In the realm of wealth management, there are numerous misconceptions, especially regarding the topic of the balance sheet of an independent wealth manager. Here are some clarifications:
🏦 Where Are Clients’ Funds Held? Firstly, it’s vital to understand that clients’ funds are never directly held by the wealth manager. They are deposited with a meticulously selected custodian bank. This important fact means that it’s not the financial soundness of the wealth manager that should be our primary concern but that of the custodian bank.

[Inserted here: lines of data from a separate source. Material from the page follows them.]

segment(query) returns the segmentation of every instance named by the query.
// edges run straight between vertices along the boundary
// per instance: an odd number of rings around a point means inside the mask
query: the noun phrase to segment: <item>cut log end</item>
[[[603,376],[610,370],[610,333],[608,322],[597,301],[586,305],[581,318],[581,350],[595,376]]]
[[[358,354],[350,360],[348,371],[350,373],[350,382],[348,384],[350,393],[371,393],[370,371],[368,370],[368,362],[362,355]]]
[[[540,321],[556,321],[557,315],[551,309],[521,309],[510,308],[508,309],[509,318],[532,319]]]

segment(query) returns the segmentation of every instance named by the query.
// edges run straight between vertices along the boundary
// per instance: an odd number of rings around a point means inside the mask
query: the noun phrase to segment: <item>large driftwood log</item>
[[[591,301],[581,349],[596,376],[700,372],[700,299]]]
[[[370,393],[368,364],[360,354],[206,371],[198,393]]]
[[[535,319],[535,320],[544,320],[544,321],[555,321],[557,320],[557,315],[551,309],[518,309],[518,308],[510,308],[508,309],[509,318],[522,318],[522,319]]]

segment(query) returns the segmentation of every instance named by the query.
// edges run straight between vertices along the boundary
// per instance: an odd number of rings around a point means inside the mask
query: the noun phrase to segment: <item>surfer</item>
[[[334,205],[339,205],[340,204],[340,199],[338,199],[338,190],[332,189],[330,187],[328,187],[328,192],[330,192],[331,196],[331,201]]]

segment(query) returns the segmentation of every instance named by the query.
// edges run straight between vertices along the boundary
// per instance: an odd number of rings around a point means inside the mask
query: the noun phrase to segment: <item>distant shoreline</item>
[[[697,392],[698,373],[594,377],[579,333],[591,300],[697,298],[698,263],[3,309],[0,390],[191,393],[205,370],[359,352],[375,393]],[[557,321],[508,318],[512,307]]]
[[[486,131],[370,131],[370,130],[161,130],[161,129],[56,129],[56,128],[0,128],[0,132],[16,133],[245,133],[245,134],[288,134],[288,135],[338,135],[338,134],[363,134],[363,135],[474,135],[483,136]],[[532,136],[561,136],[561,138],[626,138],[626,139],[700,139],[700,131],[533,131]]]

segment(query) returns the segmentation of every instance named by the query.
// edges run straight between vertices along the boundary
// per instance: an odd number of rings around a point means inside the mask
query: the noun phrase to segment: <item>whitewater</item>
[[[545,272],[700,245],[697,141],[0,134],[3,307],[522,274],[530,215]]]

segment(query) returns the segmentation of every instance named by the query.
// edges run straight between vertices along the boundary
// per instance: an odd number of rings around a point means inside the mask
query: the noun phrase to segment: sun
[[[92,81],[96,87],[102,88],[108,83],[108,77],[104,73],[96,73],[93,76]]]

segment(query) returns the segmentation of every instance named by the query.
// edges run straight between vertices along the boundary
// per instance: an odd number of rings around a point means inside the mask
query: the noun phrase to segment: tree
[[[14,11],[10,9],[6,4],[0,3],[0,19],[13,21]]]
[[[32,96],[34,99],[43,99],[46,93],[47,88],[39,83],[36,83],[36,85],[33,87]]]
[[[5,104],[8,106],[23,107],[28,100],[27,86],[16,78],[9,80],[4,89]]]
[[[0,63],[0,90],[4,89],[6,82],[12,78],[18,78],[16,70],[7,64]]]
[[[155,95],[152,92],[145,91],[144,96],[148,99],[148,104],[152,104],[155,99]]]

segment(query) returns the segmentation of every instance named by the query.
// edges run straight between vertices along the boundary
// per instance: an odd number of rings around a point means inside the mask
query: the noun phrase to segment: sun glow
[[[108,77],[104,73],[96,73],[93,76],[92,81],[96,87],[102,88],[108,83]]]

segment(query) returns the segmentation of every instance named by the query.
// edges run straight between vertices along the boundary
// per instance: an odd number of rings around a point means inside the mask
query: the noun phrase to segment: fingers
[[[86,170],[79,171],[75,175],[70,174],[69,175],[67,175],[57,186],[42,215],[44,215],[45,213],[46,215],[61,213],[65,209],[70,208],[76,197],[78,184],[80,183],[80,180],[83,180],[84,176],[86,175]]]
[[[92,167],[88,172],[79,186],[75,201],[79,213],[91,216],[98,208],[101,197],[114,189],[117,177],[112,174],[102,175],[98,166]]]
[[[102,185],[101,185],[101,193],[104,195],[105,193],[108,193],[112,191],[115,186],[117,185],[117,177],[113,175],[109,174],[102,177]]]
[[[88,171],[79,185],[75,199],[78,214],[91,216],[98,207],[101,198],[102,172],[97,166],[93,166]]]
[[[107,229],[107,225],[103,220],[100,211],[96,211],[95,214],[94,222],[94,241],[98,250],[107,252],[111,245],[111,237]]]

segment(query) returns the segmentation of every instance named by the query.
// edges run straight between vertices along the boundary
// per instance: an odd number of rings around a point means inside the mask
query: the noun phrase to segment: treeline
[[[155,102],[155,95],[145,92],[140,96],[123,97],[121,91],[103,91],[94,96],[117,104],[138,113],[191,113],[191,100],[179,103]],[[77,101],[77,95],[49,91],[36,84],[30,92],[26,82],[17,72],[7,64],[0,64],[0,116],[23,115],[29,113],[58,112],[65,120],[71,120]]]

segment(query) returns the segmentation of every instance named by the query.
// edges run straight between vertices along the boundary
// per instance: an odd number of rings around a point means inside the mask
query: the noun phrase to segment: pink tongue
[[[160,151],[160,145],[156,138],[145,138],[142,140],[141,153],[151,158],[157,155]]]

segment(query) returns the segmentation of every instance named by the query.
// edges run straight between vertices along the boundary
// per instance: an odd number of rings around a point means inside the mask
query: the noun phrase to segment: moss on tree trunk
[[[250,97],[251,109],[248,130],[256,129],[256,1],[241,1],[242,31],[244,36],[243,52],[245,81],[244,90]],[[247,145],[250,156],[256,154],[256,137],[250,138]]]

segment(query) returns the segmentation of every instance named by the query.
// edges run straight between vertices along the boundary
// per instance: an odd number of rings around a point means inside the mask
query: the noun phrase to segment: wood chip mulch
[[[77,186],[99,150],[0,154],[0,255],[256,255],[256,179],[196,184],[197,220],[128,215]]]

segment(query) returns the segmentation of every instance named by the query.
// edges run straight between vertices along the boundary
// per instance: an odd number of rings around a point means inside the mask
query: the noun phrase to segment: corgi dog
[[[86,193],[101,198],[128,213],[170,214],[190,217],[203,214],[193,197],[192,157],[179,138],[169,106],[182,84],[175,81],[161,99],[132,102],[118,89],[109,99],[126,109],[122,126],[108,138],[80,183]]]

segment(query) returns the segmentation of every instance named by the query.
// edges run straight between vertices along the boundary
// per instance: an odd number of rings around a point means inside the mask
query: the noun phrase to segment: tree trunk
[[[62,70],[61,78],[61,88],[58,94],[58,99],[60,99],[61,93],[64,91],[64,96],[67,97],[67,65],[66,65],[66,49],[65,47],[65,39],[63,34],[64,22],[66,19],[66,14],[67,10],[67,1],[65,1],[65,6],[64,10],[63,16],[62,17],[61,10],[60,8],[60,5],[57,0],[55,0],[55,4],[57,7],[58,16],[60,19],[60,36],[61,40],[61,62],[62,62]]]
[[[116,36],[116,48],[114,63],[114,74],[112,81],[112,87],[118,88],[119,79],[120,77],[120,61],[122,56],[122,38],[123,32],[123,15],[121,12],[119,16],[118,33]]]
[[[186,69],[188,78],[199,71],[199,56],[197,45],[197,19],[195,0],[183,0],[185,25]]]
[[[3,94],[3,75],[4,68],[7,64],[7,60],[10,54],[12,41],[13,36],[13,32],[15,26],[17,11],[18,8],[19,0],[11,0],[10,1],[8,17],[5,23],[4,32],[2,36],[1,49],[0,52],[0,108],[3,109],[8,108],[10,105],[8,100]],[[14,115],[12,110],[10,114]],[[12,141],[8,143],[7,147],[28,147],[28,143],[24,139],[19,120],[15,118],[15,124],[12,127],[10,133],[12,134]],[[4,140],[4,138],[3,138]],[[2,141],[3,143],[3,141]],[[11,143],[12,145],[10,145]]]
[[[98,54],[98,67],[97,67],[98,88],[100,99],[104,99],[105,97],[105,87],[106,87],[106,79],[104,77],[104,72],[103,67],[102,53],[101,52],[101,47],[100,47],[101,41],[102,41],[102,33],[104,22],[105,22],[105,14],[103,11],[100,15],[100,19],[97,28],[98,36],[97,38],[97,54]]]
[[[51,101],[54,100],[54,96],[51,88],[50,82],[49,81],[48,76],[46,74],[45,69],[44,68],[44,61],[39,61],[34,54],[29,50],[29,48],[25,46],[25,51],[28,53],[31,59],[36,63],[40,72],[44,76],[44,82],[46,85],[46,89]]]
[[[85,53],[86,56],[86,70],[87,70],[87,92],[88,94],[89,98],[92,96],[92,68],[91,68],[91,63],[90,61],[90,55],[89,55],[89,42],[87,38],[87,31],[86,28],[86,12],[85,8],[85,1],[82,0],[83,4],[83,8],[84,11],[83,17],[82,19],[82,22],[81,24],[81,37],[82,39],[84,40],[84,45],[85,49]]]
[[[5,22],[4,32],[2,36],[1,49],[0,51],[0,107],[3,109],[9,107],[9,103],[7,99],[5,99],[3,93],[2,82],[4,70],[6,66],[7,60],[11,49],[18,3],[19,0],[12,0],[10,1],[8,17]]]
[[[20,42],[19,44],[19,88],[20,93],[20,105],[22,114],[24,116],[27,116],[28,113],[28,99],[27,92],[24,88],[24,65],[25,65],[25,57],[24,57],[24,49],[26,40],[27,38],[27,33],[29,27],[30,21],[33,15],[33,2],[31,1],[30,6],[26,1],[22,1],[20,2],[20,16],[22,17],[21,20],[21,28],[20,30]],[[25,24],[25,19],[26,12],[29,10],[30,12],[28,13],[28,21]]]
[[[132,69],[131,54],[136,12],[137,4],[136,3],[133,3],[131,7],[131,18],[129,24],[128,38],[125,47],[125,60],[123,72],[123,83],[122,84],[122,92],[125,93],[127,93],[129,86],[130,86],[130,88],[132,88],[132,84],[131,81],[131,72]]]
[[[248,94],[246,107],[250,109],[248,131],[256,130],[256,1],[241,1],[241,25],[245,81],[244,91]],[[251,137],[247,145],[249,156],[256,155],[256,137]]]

📊 What’s on the Bank’s Balance Sheet? Even while the bank’s finances are important, it’s noteworthy that securities are held off the bank’s balance sheet. Only cash balances are genuinely on the bank’s balance sheet. With more significant liquidity positions, it’s recommended to diversify cash positions by using money markets, call/time deposits or ultra-short-term bond funds. It’s crucial to recognise that, for instance, only amounts up to CHF 100,000 are insured.
❗ What Happens in the Worst Case? A trading error occurs. Most wealth managers have proactively secured a Professional Indemnity Insurance (PII). The coverage volume of these insurance policies is usually much higher than one might anticipate from the balance sheet of a wealth manager.
In conclusion, while the balance sheet of an independent wealth manager may seem like an essential indicator at first glance, a closer examination reveals many other, far more pertinent factors that should be considered when evaluating the safety and reliability of a wealth manager.